Our Airbnb Experience in Europe

A Parisian studio, a houseboat on a canal in Amsterdam, a house on a Tuscan hilltop and even a remodelled sauna in Munich. Yup – we rarely had a boring bed in Europe, and that was largely in thanks to a most glorious and wonderful little thing called Airbnb.

The view from our Tuscan hilltop Airbnb.

Airbnb had kind of been in my peripheral vision for a while. It was a concept that sounded really cool, but one I couldn’t quite process properly; without any travel planned it seemed irrelevant to me, at least temporarily. After booking flights for this year’s trip to Europe, however, that very quickly changed. Now that I had a tangible trip in the works, it was like falling deep, deep into the rabbit hole.

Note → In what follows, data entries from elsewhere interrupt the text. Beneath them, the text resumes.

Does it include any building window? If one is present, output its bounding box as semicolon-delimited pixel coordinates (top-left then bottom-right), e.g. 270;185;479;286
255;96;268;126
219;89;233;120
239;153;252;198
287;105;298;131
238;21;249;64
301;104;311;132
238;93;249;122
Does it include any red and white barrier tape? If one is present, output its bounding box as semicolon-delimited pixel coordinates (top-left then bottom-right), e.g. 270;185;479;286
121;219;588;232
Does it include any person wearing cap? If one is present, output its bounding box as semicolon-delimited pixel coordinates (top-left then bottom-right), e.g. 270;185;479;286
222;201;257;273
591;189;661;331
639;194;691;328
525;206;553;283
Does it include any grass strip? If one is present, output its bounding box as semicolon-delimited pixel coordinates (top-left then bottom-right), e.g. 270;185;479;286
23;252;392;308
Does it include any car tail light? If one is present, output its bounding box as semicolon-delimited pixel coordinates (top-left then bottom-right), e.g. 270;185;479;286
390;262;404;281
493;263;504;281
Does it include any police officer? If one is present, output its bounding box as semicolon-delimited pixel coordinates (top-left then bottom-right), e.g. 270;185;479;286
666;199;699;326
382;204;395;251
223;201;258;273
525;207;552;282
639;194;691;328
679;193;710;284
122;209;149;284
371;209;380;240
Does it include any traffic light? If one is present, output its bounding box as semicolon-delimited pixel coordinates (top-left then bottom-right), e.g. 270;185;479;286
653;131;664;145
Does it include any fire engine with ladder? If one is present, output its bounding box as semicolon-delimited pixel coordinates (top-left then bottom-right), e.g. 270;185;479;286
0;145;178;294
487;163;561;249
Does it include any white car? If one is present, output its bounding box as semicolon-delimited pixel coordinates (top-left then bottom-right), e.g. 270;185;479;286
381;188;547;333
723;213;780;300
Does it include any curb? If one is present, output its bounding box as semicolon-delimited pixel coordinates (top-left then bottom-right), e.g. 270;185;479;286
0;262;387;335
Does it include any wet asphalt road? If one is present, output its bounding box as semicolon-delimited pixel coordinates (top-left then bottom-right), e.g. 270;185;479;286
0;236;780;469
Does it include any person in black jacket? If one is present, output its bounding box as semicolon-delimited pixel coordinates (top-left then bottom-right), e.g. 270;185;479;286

If you’re not familiar with Airbnb, it’s an online community based around the sharing of otherwise private accommodation space with travellers (for a fee). From spare rooms to entire apartments, villas to backyard yurts – the world of Airbnb is vast, fascinating and an incredibly exciting facet of the travel industry. I spent hours upon hours trawling the website, thrilled at the idea of exploring Europe through the homes of locals. This was the first time I’d planned a trip totally from scratch and the accommodation side in particular was very new to me. I mean – sure, we knew we wanted to visit Switzerland for a few days. But where in Switzerland? In this sense, Airbnb turned out to be an absolute godsend. I plugged in a search for a space within our price range, and somewhere we’d also have access to free parking as we travelled mostly by car. It also needed to be somewhere kind of on the way to Italy. That’s how we ended up staying with Sonja and Christophe in the gorgeous little town of Thun – a destination we’d never have discovered if not for Airbnb, and yet it honestly became one of the most incredible parts of our trip. 

We ended up booking roughly 75% of the trip through Airbnb; 11 different spaces in total. What I loved was not just the opportunity to stay in some really beautiful, unique spaces – but to experience a destination in a way that just felt more genuinely local. Take Amsterdam, where we closed out our trip by treating ourselves to three nights aboard Reinhart’s houseboat (docked in a canal). The houseboat itself was gorgeous, and staying aboard was obviously just a seriously cool thing to do. But it also meant that we got well away from the very touristy centre of Amsterdam, whilst still being extraordinarily close to everything we wanted to explore there. You see, to get to Reinhart’s houseboat we had to take a short ferry from the rear of Centraal Station. This ferry runs 24 hours a day – every five minutes during the day, and every ten minutes at night. And it’s totally free. The ferry pulls up, opens its gate to the dock and locals pile on – including cyclists, and even people driving little microcars! It takes but a minute to get over the river IJ, where another gate on the opposite side opens to the new dock in North Amsterdam, and everyone trundles off – right before those waiting on the North side swarm on. Reinhart’s houseboat was just another few minutes’ walk from there. It was such a fun little local ritual. Mat and I loved getting to experience that ferry passage a few times every day during our stay. And North Amsterdam was so lovely. No hostels in sight. No throngs of nineteen year old boys high on their own egos. It was a peaceful place where we we were rocked ever-so-slightly to sleep at night by soft waves.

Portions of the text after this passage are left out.